Will Travel for Food

Appalachia: The Land and the Larder

Will Travel for Food

Appalachia: The Land and the Larder

Southern Foodways Symposium, Oct. 2-5, Oxford, Miss.

There's something so irresistibly Southern about a collegial meeting that begins each day with poetry invocations and ends each evening in Tennessee whiskey-soaked revels, that pairs scholarly papers about moonshine whiskey or beaten biscuits with a Rick Bragg comedy routine and a Pimento Cheese Invitational, and that serves fresh dairy buttermilk with chunks of savory corn bread for a morning snack and heirloom Appalachian apple varieties in the afternoon.
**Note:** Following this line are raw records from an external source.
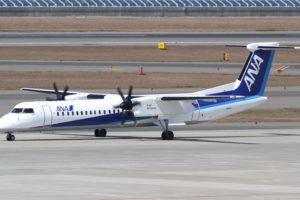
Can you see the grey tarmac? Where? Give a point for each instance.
(123, 66)
(198, 164)
(141, 38)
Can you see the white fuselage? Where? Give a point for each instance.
(91, 114)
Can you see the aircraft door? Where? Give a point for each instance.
(196, 113)
(47, 116)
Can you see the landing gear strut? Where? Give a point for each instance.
(100, 132)
(166, 134)
(10, 137)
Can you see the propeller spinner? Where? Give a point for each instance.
(127, 104)
(59, 96)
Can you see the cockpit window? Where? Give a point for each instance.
(22, 110)
(17, 110)
(28, 110)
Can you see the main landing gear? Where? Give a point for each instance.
(100, 132)
(166, 134)
(10, 137)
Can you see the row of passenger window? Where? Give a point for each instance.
(95, 112)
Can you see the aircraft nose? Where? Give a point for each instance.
(6, 124)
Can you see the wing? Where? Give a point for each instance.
(47, 91)
(70, 95)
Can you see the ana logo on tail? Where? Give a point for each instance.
(252, 72)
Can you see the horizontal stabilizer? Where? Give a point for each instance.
(186, 98)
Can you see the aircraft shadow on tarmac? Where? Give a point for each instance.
(210, 139)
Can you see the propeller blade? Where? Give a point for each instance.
(50, 99)
(123, 118)
(129, 92)
(65, 93)
(56, 91)
(121, 93)
(135, 104)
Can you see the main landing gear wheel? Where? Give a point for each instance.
(100, 132)
(10, 137)
(167, 135)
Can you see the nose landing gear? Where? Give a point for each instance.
(100, 132)
(166, 134)
(10, 137)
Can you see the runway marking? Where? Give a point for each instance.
(283, 189)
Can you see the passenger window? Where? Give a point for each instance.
(17, 110)
(28, 110)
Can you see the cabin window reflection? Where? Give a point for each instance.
(28, 110)
(17, 110)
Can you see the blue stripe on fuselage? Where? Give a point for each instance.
(219, 102)
(98, 120)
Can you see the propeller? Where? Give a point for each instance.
(127, 104)
(59, 96)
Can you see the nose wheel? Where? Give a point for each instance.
(10, 137)
(166, 134)
(100, 132)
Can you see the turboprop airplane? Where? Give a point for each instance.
(76, 110)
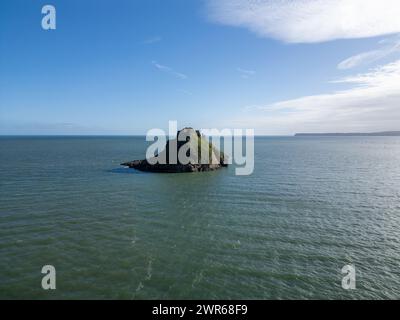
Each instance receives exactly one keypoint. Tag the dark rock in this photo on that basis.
(216, 157)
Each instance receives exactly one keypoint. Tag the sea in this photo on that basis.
(312, 206)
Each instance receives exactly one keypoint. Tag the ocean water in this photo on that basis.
(311, 206)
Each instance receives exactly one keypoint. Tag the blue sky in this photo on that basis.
(124, 67)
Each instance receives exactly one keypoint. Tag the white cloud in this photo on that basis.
(307, 21)
(371, 56)
(371, 104)
(169, 70)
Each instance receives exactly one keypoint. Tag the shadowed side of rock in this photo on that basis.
(215, 157)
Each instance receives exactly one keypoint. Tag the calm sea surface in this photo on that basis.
(311, 206)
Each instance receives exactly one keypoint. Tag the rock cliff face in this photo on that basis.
(197, 148)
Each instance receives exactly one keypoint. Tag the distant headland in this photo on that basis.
(351, 134)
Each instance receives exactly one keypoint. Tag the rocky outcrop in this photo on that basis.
(198, 146)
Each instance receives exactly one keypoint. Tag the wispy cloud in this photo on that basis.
(152, 40)
(169, 70)
(306, 21)
(390, 47)
(245, 74)
(372, 103)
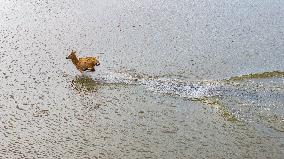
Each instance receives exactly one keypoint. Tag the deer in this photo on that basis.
(84, 63)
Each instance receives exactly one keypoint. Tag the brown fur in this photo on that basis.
(84, 63)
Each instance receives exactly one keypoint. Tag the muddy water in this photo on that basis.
(178, 79)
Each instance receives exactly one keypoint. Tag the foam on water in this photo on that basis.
(176, 87)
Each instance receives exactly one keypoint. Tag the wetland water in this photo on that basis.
(178, 79)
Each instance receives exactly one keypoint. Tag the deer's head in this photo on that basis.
(72, 55)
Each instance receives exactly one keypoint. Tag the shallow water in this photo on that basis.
(178, 79)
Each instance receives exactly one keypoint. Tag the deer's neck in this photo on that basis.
(75, 60)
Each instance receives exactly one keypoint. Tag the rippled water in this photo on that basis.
(178, 79)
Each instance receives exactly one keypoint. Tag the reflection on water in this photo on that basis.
(85, 84)
(177, 103)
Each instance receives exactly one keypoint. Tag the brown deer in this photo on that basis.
(84, 63)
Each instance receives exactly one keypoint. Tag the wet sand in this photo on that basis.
(177, 79)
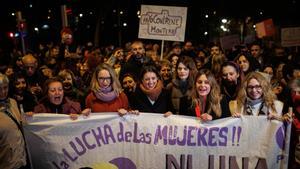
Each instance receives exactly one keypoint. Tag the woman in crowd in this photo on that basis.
(173, 59)
(231, 79)
(182, 84)
(256, 98)
(18, 90)
(206, 101)
(247, 63)
(150, 95)
(70, 89)
(294, 85)
(106, 92)
(165, 71)
(54, 100)
(12, 143)
(116, 60)
(129, 84)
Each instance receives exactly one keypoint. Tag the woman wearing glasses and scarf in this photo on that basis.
(12, 142)
(106, 92)
(256, 98)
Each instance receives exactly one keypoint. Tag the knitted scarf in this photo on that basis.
(153, 93)
(106, 94)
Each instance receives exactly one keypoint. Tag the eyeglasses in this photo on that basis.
(102, 79)
(256, 87)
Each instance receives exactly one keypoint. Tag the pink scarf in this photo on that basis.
(106, 94)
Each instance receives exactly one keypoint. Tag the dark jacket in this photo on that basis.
(139, 101)
(187, 109)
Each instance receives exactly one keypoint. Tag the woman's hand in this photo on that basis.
(73, 116)
(167, 114)
(236, 115)
(206, 117)
(123, 112)
(288, 117)
(86, 112)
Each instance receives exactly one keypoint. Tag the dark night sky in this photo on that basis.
(283, 12)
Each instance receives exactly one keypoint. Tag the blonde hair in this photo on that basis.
(116, 86)
(268, 95)
(214, 97)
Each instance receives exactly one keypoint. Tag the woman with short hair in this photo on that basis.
(106, 92)
(256, 98)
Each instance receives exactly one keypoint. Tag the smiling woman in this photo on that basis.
(150, 96)
(54, 100)
(205, 101)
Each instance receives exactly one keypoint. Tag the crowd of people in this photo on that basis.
(201, 81)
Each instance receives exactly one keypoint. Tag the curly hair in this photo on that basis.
(268, 95)
(214, 97)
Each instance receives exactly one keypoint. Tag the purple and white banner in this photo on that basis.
(151, 141)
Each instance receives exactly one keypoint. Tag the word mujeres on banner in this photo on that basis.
(175, 143)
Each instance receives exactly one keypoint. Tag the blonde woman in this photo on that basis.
(256, 98)
(12, 143)
(106, 92)
(206, 101)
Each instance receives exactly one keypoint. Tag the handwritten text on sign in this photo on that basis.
(163, 23)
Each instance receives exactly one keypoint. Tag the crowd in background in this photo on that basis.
(195, 80)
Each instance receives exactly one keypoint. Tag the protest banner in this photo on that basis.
(105, 140)
(162, 22)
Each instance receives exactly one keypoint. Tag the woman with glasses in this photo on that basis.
(12, 142)
(106, 92)
(256, 98)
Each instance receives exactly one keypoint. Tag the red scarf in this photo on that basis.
(198, 109)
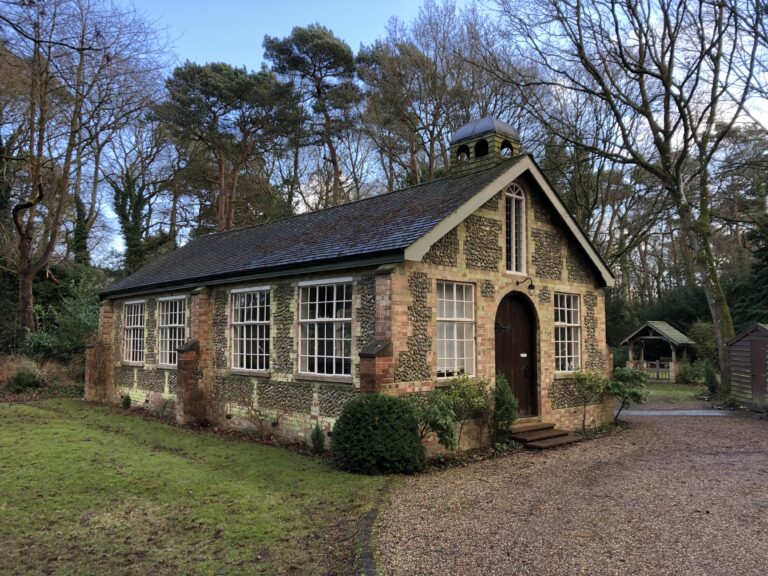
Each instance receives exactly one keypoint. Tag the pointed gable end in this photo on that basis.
(524, 165)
I thoroughly enjoyed myself at this year's Southern Foodways Symposium on the campus of Ole Miss earlier this month and returned home with a new volume of knowledge. (I also returned home thankful that I got all the "hard-drinking Southerner of melancholy Irish descent" business well out of my system before I ever joined this particular group of people!)

For instance, I learned that some longtime moonshine makers were responsible for saving heirloom corn varietals, and that early moonshine runners were the founding patriarchs of modern stock car racing. I delighted in Frank Browning's Appalachian apple revelations, tasting several varieties I'd never seen before, and I can tell you that eating a Golden Delicious apple grown on an Appalachian hillside will teach you everything you need to know about the concept of terroir.

Along with 225 colleagues, I enjoyed one down-home Appalachian meal of shuck beans, deviled eggs, potato salad, cole slaw, fall garden tomatoes, savory corn bread, stack cakes, peanut butter fudge, and blackberry cobbler (prepared by the culinary students of the Mississippi University for Women), followed the next noonday by a more elegant regional repast of green tomato aspic, raspberry marinated quail stuffed with collard greens, and a delicate buttermilk grits custard, with sorghum pecan pie and buttermilk cream Anglaise for dessert (prepared by chef John Fleer of the Inn at Blackberry Farm in Tennessee). The winning concoctions (of more than 300 entries) in the pimento cheese contest were available for tasting at happy hour one day, and dinner the last night was built around a comparison of three distinctive types of Appalachian country hams. The final breakfast was, as always, platter after platter of White Lily biscuits. I came home with an engraved biscuit cutter and a bound copy of the pimento cheese stories. Yes, there were plenty of learning opportunities for all of the senses.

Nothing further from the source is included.